1 . A method for identifying a subset of genes, comprising: 

identifying a first reference set of expressed genes, said first reference set 
consisting of genes differentially expressed between a first sample and a second 
sample; wherein said first and second samples differ with respect to a phenotype; 
identifying a second reference set of expressed genes, said second reference set 
consisting of genes that are differentially expressed between a third samples and a 
fourth sample; wherein said third and fourth differ with respect to said phenotype; 
identifying a concordance set of expressed genes, said concordance set consisting 
of genes common to said first and second reference sets wherein the direction of 
said differential expression is the same in said first and second reference sets; and 
identifying a subset of genes within said concordance set, wherein said subset is 
selected so that a first correlation coefficient, correlating for said genes within 
said subset a first expression differential between said first and second samples to 
a second expression differential between third and fourth samples, exceeds a 
predetermined value. 

2. The method of claim 1, wherein said first correlation coefficient is selected from 
the group consisting of a correlation coefficient p x , y , a Pearson product moment 
correlation, and a square of a Pearson product moment correlation coefficient. 

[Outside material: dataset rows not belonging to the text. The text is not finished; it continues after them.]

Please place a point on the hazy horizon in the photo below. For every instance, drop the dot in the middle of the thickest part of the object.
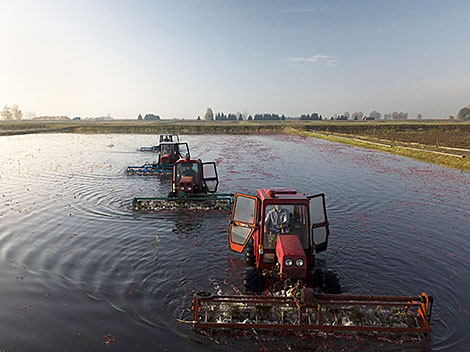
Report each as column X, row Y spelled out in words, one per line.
column 176, row 58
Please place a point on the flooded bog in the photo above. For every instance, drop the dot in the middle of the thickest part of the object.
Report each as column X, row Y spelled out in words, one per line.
column 81, row 271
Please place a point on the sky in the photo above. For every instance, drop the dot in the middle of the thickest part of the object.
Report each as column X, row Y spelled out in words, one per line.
column 176, row 58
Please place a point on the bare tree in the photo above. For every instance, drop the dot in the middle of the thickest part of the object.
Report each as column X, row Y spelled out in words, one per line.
column 17, row 113
column 7, row 114
column 209, row 114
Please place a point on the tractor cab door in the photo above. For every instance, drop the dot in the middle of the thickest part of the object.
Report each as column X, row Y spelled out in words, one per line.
column 183, row 150
column 209, row 177
column 319, row 229
column 243, row 221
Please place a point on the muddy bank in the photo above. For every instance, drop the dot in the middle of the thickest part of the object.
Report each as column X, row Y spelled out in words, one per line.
column 422, row 140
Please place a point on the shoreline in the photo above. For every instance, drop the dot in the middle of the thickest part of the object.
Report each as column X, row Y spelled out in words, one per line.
column 438, row 142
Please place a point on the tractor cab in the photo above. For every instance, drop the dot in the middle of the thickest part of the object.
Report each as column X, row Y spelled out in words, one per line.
column 170, row 152
column 285, row 227
column 192, row 177
column 169, row 138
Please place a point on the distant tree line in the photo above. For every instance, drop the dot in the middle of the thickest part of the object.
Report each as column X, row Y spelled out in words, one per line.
column 149, row 117
column 464, row 113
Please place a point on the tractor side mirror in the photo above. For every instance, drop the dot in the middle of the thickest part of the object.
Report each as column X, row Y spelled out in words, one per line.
column 210, row 178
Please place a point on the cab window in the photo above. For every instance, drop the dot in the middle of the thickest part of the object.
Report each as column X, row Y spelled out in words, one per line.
column 188, row 169
column 285, row 219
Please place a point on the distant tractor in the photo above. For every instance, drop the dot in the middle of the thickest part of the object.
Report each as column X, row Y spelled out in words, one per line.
column 163, row 138
column 194, row 184
column 168, row 154
column 281, row 230
column 192, row 177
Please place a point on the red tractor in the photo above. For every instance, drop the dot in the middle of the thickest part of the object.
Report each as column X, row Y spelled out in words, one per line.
column 193, row 187
column 281, row 230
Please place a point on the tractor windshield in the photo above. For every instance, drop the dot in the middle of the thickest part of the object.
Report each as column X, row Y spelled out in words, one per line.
column 285, row 219
column 187, row 169
column 168, row 149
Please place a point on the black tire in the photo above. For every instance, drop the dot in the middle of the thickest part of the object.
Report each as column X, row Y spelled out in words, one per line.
column 327, row 280
column 204, row 295
column 250, row 253
column 252, row 280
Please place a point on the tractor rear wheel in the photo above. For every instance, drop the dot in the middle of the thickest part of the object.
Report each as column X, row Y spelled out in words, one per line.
column 250, row 253
column 327, row 280
column 252, row 280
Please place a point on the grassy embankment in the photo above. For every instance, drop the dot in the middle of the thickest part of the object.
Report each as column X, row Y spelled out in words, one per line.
column 429, row 141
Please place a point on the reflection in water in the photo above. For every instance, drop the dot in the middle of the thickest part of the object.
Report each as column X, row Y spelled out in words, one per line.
column 80, row 269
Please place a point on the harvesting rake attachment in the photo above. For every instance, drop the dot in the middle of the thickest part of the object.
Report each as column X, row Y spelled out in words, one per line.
column 222, row 201
column 308, row 311
column 149, row 169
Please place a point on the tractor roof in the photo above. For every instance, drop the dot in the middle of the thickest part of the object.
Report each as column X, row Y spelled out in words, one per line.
column 188, row 160
column 279, row 194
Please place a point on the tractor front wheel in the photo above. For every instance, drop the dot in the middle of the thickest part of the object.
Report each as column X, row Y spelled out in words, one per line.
column 327, row 280
column 250, row 253
column 252, row 280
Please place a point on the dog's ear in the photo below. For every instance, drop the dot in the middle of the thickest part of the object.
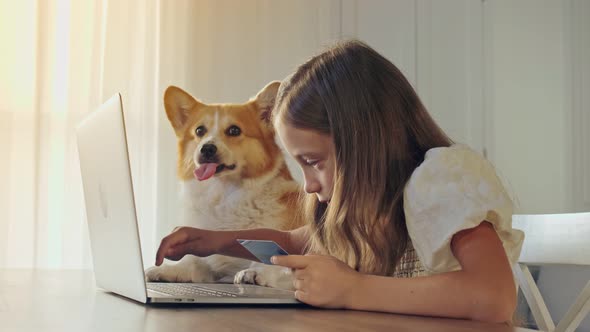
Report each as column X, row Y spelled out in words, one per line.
column 179, row 105
column 265, row 100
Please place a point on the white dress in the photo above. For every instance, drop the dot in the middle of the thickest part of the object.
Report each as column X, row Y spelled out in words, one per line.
column 455, row 188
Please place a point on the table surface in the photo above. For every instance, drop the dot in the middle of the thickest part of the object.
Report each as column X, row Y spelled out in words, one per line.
column 67, row 300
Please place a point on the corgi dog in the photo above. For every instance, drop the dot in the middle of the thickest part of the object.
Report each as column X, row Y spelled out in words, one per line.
column 233, row 176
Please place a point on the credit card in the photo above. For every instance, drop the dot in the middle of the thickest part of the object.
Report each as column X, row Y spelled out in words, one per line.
column 263, row 249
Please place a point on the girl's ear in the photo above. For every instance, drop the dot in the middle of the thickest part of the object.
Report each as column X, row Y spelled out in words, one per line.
column 179, row 105
column 265, row 100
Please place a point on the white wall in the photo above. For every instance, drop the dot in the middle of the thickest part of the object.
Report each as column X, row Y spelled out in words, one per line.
column 527, row 111
column 538, row 81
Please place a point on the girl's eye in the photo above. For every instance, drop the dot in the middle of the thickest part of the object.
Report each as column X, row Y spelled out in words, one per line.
column 234, row 131
column 312, row 162
column 201, row 131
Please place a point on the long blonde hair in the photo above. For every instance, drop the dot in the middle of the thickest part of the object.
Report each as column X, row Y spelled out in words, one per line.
column 380, row 131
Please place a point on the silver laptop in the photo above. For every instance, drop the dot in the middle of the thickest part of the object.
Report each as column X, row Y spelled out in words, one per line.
column 113, row 228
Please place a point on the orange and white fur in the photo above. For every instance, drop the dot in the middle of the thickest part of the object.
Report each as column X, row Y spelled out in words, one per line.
column 234, row 176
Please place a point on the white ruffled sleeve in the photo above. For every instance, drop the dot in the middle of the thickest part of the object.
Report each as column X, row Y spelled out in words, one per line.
column 455, row 188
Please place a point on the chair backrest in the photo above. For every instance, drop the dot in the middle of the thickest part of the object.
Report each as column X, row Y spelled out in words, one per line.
column 553, row 239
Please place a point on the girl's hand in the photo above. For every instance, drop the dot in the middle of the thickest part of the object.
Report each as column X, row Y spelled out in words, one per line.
column 321, row 281
column 188, row 240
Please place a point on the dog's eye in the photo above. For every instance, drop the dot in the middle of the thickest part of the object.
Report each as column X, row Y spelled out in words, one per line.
column 234, row 131
column 201, row 131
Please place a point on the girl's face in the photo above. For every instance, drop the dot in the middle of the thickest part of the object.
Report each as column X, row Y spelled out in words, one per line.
column 314, row 152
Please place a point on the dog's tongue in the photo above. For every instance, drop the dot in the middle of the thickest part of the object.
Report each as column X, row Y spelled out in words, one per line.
column 205, row 171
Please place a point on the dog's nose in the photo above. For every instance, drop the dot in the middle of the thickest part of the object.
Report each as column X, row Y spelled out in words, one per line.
column 208, row 150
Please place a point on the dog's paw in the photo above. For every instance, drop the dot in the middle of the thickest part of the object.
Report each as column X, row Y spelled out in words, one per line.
column 266, row 275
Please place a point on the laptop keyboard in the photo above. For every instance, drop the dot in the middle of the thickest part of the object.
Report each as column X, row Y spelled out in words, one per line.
column 187, row 290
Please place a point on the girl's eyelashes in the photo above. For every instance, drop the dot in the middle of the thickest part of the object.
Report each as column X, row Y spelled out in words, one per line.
column 312, row 162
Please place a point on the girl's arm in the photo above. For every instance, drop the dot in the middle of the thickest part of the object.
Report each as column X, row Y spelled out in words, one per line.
column 202, row 242
column 483, row 290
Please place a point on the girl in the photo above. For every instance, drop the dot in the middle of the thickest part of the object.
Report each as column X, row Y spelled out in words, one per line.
column 400, row 219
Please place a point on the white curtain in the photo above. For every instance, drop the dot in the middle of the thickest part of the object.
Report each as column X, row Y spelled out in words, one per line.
column 60, row 59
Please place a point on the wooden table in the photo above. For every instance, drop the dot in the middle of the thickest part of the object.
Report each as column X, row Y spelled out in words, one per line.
column 67, row 300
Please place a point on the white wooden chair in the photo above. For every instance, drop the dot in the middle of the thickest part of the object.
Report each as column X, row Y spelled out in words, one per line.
column 562, row 239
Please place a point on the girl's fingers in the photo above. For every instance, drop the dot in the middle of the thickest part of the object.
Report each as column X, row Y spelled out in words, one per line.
column 167, row 243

3. The method of claim 1, wherein said differentials are logarithmically transformed 
prior to calculating said first correlation coefficient. 

4. The method of claim 3, wherein said first correlation coefficient has an absolute 
value > 0.8. 

5. The method of claim 4, wherein said first correlation coefficient has an absolute 
value > 0.9. 

6. The method of claim 5, wherein said first correlation coefficient has an absolute 
value > 0.95. 

7. The method of claim 6, wherein said first correlation coefficient has an absolute 
value > 0.995.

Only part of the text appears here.